Time Out says
It’s a commercial gallery show, scheduled to coincide with the Royal Academy’s blockbuster ‘Matisse in the Studio’ exhibition, opening in August. Is anyone else wondering if this is essentially a high-end gift shop for wealthy RA visitors buzzing on a Matisse high?
It is what it is, and Matisse is still Matisse: the twentieth-century maestro who built a dazzling, sensual world of lavish interiors, opulent fabrics, lush houseplants, Oriental garments and reclining nudes. But, like all geniuses, he had off days, and the paintings on display here aren’t among his best. ‘L’artiste et le modèle nu’, a self-portrait of sorts where he appears painting a woman in his studio, feels wispy and indecisive.

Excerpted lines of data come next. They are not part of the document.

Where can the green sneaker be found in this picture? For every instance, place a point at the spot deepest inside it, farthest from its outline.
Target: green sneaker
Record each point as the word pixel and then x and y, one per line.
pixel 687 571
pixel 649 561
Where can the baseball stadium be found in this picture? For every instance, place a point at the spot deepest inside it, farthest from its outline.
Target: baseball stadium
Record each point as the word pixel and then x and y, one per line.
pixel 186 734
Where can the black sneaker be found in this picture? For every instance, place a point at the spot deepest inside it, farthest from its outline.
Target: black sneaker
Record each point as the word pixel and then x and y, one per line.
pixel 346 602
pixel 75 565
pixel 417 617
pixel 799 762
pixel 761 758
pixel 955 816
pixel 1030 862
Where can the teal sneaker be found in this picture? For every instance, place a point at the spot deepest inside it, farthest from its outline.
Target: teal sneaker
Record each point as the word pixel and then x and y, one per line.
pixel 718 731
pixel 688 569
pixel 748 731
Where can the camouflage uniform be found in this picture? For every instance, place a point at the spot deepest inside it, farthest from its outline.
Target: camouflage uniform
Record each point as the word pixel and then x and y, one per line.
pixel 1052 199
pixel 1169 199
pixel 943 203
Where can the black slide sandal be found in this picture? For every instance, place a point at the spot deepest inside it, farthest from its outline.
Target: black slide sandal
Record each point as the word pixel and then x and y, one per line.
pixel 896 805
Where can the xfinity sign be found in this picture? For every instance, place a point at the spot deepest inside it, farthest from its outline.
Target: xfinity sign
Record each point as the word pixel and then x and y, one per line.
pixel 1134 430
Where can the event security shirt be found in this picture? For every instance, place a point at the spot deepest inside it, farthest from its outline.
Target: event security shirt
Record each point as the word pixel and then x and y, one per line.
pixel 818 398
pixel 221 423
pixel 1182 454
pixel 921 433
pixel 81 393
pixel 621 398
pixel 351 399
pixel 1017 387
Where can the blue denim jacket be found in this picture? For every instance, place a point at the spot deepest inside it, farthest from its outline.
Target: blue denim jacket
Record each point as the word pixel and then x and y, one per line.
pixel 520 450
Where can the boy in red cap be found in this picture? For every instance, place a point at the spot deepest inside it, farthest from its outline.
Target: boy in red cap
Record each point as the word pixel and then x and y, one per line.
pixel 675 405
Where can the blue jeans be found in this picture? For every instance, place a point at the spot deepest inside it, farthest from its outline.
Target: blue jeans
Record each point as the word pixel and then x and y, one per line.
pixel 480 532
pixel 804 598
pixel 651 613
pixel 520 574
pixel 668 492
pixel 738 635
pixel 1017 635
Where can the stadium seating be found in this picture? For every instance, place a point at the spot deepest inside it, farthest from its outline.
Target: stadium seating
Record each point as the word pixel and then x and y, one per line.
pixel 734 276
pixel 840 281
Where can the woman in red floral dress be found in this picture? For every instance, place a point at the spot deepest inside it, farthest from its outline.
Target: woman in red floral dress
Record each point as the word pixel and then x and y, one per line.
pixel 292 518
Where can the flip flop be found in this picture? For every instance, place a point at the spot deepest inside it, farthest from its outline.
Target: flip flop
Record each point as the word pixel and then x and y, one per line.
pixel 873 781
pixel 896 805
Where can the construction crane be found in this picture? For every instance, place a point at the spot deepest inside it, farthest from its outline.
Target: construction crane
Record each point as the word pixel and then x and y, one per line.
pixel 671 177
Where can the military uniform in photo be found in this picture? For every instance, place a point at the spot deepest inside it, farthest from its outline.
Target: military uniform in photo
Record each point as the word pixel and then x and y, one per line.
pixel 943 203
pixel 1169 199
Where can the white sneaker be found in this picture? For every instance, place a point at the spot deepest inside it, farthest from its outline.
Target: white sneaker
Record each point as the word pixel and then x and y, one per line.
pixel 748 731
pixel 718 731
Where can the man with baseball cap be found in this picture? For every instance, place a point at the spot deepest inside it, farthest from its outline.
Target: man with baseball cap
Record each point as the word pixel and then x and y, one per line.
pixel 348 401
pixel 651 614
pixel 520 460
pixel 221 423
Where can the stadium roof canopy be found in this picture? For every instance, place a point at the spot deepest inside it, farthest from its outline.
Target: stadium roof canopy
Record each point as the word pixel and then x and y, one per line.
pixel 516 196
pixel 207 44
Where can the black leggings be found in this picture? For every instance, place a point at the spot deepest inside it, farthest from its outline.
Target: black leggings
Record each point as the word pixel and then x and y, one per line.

This gives his drawings and prints the limelight, and in many ways they’re way more thrilling: here, you bear witness to a stupendously gifted draughtsman capturing his subjects – the profile of a woman, a vase of flowers – with swift, gorgeous economy. Gorgeousness is perhaps half the problem with Matisse. It’s his unswerving devotion to beauty, and interest in little else, that’s always tended to land him in second place against his lifelong frenemy, the grittier, more political Picasso. Still, as much as he flirted with frivolity, we shouldn’t forget that once upon a time, Matisse’s pictures looked far less lovely: garish, expressionist and wild. It’s because of, not despite, these jittery, gloom-laden times of ours, that I have a feeling we’re all in need of a soothing dose of beauty. See you at the RA this summer.